However, the recent trend has been to merge the two disciplines, allowing explainable models that are data-driven, require less data than traditional machine learning, and utilize the knowledge encapsulated in centuries of scientific literature. The promise is to fuse a priori domain knowledge which doesn’t fit into a “dataset”, allow this knowledge to specify a general structure that prevents overfitting, reduces the number of parameters, and promotes extrapolatability, while still utilizing machine learning techniques to learn specific unknown terms in the model. This has started to be used for outcomes like automated hypothesis generation and accelerated scientific simulation.

The purpose of this blog post is to introduce the reader to the tools of scientific machine learning, identify how they come together, and showcase the existing open source tools which can help one get started. We will be focusing on differentiable programming frameworks in the major languages for scientific machine learning: C++, Fortran, Julia, MATLAB, Python, and R.

We will be comparing two important aspects: efficiency and composability. Efficiency will be taken in the context of scientific machine learning: by now most tools are well-optimized for the giant neural networks found in traditional machine learning, but, as will be discussed here, that does not necessarily make them efficient when deployed inside of differential equation solvers or when mixed with probabilistic programming tools. Additionally, composability is a key aspect of scientific machine learning since our toolkit is not ML in isolation. Our goal is not to do machine learning as seen in a machine learning conference (classification, NLP, etc.), and it’s not to do traditional machine learning as applied to scientific data. Instead, we are putting ML models and techniques into the heart of scientific simulation tools to accelerate and enhance them. Our neural networks need to fully integrate with tools that simulate satellites and robotics simulators. They need to integrate with the packages that we use in our scientific work for verifying numerical accuracy, tracking units, estimating uncertainty, and much more. We need our neural networks to play nicely with existing packages for delay differential equations or reconstruction of dynamical systems. Otherwise we need to write the entire toolchain from scratch! While writing a neural network framework may be a good undergraduate project with modern tools, writing a neural network framework plus adaptive stiff differential equation solvers plus a robotics simulation platform plus automatic differentiation plus probabilistic programming tooling plus … is infeasible. Instead of trying to reinvent 60 years of scientific computing for every new scientific ML for every new project, we need some way to make use of existing tools within the domain contexts!

Quick Summary Table

The following is a quick summary table of the tools to check out in each of the languages, with a color indicator for the efficiency and composability of these components.

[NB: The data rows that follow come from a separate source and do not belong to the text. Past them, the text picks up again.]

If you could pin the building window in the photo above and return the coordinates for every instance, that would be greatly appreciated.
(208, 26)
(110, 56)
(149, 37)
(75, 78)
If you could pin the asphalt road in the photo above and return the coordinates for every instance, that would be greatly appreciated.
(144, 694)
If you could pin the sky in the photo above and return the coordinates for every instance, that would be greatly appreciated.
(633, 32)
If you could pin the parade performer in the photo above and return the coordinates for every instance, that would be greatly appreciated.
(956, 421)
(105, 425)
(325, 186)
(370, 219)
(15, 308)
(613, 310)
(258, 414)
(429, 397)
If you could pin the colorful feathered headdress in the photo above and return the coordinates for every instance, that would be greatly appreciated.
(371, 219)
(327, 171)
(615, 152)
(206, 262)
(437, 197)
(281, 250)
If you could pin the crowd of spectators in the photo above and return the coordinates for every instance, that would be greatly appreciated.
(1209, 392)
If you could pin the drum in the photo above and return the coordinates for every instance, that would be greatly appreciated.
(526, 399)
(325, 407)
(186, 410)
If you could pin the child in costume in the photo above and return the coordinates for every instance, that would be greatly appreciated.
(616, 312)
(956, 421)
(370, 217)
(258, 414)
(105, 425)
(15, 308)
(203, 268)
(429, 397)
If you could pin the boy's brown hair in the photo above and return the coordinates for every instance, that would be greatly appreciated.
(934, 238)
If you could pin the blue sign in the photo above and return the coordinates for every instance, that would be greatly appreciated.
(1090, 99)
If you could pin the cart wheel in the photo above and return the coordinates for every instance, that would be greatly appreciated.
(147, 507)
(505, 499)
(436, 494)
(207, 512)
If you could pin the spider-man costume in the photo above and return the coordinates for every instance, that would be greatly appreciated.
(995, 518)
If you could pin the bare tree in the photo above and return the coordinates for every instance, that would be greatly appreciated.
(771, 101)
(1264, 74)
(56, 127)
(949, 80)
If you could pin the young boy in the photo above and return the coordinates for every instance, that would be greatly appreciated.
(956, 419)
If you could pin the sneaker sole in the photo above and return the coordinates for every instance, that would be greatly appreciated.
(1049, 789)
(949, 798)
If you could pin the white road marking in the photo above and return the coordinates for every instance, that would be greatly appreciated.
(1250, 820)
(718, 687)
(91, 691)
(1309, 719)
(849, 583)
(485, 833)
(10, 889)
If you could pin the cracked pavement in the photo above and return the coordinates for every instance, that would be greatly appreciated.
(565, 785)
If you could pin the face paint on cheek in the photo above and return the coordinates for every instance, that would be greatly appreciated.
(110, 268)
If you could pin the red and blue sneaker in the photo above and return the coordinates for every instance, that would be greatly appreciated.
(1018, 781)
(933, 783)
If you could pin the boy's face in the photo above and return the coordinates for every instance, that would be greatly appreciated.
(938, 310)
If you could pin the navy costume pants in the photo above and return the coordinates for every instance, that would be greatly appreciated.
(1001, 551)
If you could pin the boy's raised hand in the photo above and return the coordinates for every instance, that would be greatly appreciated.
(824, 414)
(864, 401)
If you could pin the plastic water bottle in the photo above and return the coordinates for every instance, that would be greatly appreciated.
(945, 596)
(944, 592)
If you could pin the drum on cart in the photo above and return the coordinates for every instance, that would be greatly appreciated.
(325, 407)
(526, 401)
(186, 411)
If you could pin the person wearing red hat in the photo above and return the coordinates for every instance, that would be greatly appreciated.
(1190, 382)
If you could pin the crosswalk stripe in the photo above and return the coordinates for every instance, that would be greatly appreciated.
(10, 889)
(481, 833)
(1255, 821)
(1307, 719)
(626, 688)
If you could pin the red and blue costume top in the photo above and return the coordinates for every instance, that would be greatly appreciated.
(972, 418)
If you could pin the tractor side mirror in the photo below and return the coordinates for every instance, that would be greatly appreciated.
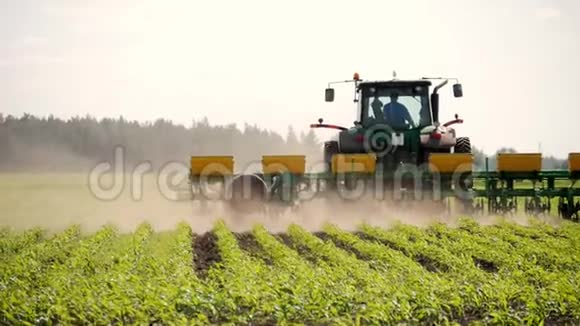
(329, 95)
(457, 90)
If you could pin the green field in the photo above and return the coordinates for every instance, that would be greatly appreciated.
(503, 273)
(68, 258)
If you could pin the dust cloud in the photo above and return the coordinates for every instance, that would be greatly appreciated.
(57, 201)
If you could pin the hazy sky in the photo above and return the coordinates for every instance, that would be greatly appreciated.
(268, 62)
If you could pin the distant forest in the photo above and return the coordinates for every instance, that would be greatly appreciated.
(29, 143)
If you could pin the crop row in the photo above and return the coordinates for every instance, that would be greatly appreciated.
(504, 273)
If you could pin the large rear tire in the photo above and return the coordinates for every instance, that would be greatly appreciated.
(463, 145)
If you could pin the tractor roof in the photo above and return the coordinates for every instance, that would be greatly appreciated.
(395, 83)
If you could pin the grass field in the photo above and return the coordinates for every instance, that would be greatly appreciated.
(68, 258)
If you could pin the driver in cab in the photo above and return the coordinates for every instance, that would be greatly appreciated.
(396, 114)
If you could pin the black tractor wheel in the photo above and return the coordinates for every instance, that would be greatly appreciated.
(463, 145)
(330, 149)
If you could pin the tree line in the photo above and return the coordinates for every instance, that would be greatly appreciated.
(53, 144)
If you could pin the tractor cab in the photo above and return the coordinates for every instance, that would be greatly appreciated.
(396, 119)
(401, 105)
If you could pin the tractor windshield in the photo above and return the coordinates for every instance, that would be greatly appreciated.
(402, 107)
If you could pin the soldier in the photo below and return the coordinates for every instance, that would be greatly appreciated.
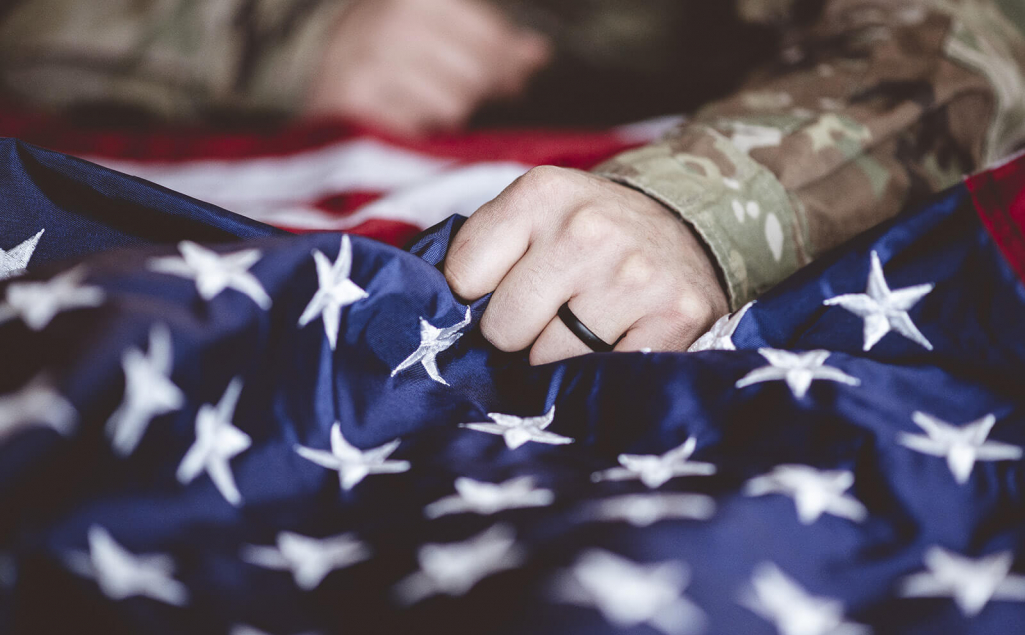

Note that these indicators are for the use case of scientific ML, which is described in detail below, and not indicative of the support these AD systems give in traditional machine learning tasks.

Overview of Scientific Machine Learning and Scientific AI

First let’s give a quick overview of scientific machine learning. There are three overview resources that I would point to. For a broad overview of the topic in a position paper, the technical report from the workshop on “Basic Research Needs for Scientific Machine Learning” is a good overview of what people care about in the field. The ICERM Scientific Machine Learning Workshop page has quite a few videos on the topic. And lastly, I myself have a video giving an overview of different applications of scientific ML and scientific AI:

From these resources you can see that there are some common questions, for example:

How can you accelerate the solution of partial differential equations using deep learning?
How can you automatically identify dynamical systems and scientific laws?
How can you train neural networks so that their resulting model generates an explainable hypothesis?
How can you utilize existing data to get accurate and reproducible uncertainty quantification of current simulation tools?
How can you utilize scientific simulators to allow for training networks with minimal or sparse data?
If you put a neural network as a controller to some system, how can you ensure its behavior is “safe”?

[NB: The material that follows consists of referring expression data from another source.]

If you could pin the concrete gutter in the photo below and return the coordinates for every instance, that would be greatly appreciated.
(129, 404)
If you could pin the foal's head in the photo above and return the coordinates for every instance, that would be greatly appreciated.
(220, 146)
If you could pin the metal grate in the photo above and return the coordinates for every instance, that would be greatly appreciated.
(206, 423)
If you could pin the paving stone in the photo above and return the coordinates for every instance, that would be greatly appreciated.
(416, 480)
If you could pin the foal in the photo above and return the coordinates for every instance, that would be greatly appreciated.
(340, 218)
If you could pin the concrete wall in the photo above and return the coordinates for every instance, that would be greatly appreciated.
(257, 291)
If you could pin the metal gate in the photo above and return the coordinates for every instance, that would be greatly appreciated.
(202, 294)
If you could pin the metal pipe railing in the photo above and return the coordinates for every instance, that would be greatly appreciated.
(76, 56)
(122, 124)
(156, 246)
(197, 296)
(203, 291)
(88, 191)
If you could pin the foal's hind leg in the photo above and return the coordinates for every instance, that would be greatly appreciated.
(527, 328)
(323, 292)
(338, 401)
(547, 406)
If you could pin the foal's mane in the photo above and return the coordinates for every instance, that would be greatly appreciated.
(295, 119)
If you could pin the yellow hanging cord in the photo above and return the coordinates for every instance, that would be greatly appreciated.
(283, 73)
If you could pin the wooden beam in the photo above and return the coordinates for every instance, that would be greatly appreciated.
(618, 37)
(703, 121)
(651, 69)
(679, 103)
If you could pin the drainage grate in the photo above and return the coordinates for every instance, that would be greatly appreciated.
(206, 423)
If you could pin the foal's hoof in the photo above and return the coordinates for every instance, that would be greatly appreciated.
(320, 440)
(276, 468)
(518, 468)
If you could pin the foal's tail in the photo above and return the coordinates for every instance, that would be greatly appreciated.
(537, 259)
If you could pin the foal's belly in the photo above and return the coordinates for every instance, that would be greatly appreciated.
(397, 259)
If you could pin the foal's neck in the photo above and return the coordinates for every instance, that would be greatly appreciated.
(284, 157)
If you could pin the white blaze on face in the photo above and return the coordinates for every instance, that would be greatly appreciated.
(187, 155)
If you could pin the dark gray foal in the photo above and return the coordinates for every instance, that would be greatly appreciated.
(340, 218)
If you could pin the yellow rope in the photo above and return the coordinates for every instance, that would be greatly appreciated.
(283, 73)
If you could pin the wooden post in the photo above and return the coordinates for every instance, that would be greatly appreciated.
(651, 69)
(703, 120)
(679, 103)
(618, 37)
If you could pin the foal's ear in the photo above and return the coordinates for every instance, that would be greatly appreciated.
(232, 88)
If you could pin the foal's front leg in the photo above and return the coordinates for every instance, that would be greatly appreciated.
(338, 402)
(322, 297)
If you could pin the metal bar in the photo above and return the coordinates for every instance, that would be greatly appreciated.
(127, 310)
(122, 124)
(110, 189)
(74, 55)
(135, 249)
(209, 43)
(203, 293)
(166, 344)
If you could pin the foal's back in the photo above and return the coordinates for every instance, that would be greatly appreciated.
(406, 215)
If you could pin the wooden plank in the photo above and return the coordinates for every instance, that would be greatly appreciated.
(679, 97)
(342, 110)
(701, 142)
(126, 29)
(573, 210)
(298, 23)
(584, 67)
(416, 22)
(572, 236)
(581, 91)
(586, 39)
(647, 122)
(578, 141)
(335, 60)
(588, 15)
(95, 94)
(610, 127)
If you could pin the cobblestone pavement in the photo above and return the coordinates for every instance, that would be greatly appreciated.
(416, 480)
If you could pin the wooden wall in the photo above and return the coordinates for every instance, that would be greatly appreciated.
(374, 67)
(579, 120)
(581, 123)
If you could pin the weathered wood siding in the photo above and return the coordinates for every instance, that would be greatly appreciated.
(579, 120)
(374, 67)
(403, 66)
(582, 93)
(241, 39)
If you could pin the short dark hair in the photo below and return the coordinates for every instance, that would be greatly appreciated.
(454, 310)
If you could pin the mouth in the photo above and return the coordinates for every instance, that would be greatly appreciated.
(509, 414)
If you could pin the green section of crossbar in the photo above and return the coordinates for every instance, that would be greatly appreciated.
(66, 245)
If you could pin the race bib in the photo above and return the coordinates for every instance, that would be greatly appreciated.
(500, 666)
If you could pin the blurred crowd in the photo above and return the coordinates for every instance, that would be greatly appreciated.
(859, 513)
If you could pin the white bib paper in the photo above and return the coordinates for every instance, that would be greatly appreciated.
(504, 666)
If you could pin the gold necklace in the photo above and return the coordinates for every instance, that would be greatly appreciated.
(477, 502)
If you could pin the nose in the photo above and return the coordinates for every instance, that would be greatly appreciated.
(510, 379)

Some of these questions are starting to get answers, others are still just questions. The key idea behind scientific machine learning is that applications of machine learning need to be approached from the context of the scientific domains with their existing tools and knowledge. While training a neural network to identify fraudulent credit card transactions is the end of the story (you have a good predictor, yay!), whereas in scientific ML, making a prediction is just one step among many in the scientific process.

For example, in systems biology and quantitative systems pharmacology, the ordinary differential equation models encode the known structure of the chemical reaction networks. To a biologist or pharmacologist, the Oregonator system:

$\begin{align}\frac{dx}{dt} &= s(y-xy + x - qx^2)\\\frac{dy}{dt} &= (-y - xy + z)/s\\\frac{dz}{dt} &= w(x - z)\end{align}$

is saying that protein $z$ is upregulated by $x$ and has linear decay. There are many possible ways to predict a time series, but this is the one generated from first principles of the chemical reaction network, and will do well in extrapolating to areas where you don’t have data because it has a basis in what we already know about how these biological systems work. While a neural network can be trained to predict the time series on the data that it is trained on, it may not have the ability to predict bifurcations where the dynamics occurs completely differently but we don’t have data: but prediction of bifurcations is the bread and butter of mathematical biology.

Also, a trained neural network doesn’t necessarily spit out hypotheses. When doing an investigation of pharmacological or climate models, one develops sets of differential equations and showcases how a given term is necessary for specific behavior such as oscillations to occur. Sometimes, dynamical outcomes can predict the existence of some unknown chemical factor since other feedbacks may be required for a differential equation to exhibit some global geometric result. So okay, you trained a neural network so it matches the timeseries… does it say that we’re missing some important chemical species? Does it say that a critical transition will occur if the climate enters a new regime (where we have no data)?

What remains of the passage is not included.